In vitro sensitivity of NTM to bedaquiline has been demonstrated,[9,10] although several species, including M. novocastrense, M. shimodei, and M. xenopi, are intrinsically resistant.[11] In addition, although bedaquiline is bactericidal against many mycobacterial species, it might only be bacteriostatic against M. avium.[12] Despite this feature, bedaquiline has been used in salvage treatment for pulmonary infections with NTM,[13] but little experience regarding its use for disseminated NTM infections has been published.

These 2 case-patients were given bedaquiline on compassionate grounds, given the lack of alternative options because of drug resistance and toxicity.
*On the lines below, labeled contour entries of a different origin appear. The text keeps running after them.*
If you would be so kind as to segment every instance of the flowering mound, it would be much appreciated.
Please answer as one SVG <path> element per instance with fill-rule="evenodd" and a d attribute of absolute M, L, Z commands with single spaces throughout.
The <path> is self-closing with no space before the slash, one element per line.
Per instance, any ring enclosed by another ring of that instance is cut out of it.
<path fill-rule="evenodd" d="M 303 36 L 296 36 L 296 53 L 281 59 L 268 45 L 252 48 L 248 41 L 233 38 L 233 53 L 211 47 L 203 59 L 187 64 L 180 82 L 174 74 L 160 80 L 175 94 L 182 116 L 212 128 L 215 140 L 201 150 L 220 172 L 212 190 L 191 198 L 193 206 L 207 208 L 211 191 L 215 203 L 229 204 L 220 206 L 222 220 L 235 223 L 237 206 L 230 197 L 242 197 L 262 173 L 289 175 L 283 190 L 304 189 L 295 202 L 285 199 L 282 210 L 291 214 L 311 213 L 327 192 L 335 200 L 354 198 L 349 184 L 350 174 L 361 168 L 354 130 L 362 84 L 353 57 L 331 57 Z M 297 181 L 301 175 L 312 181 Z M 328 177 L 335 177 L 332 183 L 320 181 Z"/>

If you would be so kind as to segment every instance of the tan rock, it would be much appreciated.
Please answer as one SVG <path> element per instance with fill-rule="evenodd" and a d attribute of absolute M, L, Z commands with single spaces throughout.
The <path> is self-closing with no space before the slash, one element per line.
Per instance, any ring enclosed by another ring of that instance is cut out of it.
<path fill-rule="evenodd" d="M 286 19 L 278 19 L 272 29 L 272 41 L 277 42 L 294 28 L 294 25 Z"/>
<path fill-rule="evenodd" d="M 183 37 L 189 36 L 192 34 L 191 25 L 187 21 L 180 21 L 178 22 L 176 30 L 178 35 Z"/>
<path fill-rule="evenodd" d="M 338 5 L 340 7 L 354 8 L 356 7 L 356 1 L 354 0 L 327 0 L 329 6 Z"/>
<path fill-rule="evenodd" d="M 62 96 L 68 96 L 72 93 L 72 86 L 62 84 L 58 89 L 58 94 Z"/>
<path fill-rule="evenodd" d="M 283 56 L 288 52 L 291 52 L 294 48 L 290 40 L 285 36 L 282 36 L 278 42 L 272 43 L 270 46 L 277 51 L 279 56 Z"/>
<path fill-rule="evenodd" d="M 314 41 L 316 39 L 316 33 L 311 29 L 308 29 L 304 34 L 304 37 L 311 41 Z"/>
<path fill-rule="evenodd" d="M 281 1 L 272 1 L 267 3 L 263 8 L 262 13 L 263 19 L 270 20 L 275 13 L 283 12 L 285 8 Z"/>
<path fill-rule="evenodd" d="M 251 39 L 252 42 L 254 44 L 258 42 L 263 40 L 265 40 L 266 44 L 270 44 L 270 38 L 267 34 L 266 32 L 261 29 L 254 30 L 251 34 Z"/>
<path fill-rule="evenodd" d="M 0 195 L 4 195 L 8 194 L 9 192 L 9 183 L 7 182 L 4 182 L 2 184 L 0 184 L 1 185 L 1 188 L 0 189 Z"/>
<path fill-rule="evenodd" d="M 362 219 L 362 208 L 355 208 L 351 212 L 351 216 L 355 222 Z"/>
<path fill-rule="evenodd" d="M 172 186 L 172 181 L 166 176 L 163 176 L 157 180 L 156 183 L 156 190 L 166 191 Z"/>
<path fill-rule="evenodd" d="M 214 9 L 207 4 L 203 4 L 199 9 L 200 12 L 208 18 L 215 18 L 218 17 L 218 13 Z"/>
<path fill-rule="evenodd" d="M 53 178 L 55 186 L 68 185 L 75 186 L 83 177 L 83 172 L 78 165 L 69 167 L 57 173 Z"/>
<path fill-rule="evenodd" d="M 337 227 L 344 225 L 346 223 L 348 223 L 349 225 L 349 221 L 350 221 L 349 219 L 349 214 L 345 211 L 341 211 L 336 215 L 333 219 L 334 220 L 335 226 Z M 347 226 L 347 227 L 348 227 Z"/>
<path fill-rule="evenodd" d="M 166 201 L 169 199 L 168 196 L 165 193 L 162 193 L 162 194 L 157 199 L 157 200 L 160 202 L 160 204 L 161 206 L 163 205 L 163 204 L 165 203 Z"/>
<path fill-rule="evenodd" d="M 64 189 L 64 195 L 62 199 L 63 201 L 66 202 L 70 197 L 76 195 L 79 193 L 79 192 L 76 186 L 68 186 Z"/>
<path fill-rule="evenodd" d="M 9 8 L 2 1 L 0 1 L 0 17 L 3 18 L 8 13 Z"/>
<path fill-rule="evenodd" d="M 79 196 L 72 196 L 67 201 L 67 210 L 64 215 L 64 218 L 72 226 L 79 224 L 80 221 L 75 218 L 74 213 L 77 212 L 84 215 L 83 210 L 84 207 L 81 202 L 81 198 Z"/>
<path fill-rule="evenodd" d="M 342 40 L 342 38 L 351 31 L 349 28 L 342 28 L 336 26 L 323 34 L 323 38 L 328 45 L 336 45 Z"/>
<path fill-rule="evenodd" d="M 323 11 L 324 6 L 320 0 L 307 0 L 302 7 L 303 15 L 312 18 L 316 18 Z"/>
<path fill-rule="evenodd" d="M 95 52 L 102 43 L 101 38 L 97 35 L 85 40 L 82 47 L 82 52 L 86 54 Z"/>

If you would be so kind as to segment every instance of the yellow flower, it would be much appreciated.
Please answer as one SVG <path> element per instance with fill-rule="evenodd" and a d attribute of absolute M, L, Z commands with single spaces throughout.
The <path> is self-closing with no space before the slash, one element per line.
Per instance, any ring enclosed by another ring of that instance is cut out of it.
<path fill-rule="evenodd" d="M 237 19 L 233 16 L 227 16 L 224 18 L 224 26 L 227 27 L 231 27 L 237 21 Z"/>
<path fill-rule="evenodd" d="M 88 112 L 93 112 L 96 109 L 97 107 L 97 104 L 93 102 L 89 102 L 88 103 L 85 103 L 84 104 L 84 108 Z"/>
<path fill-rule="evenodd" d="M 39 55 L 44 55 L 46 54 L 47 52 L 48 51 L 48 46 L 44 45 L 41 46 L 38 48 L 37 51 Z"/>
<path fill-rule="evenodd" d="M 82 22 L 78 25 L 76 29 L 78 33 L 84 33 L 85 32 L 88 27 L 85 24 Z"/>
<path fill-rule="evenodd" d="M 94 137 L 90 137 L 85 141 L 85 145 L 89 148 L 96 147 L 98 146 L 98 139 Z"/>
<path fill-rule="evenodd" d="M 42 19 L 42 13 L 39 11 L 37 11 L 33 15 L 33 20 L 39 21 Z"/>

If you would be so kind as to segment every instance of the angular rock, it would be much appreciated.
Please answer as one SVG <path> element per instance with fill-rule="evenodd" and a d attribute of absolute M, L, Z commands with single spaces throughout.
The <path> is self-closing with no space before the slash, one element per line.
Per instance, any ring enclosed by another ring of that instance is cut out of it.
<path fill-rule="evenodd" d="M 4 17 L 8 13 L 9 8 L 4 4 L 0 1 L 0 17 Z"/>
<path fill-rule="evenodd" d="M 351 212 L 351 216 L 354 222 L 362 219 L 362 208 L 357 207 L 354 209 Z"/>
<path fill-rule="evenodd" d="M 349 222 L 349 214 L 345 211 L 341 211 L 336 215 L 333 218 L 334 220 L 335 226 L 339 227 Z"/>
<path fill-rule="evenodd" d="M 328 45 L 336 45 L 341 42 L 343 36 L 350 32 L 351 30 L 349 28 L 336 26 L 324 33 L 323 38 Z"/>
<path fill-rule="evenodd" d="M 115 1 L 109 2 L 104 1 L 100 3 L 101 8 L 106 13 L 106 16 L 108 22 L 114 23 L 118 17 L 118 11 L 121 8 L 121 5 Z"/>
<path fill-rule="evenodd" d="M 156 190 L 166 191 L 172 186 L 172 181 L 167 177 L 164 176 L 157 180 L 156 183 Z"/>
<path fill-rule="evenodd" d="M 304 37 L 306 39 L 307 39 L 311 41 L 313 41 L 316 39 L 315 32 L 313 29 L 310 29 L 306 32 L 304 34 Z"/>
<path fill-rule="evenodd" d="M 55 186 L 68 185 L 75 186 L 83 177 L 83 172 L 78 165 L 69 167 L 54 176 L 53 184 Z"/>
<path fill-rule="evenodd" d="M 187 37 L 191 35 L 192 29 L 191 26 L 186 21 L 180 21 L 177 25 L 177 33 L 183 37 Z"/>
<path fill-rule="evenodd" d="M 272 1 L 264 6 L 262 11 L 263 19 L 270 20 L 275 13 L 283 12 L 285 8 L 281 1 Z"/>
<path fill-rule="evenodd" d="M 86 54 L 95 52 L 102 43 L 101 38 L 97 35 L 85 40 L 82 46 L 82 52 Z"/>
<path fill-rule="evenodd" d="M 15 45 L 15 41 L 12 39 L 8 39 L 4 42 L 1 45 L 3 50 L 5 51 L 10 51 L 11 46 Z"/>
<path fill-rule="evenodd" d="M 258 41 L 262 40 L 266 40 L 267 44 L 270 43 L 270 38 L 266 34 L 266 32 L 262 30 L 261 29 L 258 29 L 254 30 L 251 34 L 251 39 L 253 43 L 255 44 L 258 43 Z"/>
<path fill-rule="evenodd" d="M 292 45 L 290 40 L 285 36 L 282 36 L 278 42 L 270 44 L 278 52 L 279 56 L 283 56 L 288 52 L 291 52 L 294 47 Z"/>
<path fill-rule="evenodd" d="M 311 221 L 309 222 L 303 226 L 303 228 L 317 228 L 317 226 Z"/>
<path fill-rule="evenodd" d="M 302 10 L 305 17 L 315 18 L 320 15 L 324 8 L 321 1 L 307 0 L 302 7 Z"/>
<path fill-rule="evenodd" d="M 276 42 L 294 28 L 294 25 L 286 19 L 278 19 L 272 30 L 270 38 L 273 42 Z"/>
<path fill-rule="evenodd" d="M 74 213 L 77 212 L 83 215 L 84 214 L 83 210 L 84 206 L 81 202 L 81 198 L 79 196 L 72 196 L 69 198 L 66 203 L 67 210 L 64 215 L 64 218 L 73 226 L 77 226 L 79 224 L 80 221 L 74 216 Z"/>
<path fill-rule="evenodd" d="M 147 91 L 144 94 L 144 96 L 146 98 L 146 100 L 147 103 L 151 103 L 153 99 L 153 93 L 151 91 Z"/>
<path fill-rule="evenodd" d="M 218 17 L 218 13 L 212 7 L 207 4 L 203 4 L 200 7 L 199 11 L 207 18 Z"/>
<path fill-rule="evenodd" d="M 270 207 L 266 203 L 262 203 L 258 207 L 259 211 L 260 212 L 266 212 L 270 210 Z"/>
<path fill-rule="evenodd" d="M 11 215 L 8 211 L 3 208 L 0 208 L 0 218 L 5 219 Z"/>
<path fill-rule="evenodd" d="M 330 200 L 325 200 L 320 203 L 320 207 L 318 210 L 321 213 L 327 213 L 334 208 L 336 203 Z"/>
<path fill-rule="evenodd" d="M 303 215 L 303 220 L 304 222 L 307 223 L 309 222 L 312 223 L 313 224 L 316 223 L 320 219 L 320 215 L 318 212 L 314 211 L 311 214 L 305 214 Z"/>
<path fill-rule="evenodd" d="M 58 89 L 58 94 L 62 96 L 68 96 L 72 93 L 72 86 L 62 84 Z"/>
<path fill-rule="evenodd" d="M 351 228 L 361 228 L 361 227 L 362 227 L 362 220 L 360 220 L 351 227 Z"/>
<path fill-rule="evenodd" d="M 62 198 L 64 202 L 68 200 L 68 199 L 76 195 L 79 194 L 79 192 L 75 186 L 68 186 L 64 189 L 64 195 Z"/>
For both patients, bedaquiline enabled construction of an antimicrobial drug regimen that included >2 drugs to which the organism was susceptible in vitro and probably contributed to their positive outcomes. Both patients tolerated the drug and made good clinical progress after its initiation. Given the need for combination therapy, it is impossible to attribute the positive outcome of these cases to a single drug. Both patients received bedaquiline and clofazimine because there is evidence that this combination is synergistic against NTMs in vitro.[14] Case-patient 2 only achieved sustained mycobacterial culture negativity after treatment with bedaquiline and tedizolid.

Use of bedaquiline as salvage therapy for pulmonary NTM infection is often complicated by the emergence of drug resistance and disease relapse.[15] These case-patients received bedaquiline for ≥1 year, and neither showed evidence of the acquisition of drug resistance or disease relapse over that time or since. These case-patients provide support for use of bedaquiline for treatment of disseminated NTM infection, particularly when standard regimens cannot be used because of drug resistance or adverse drug effects.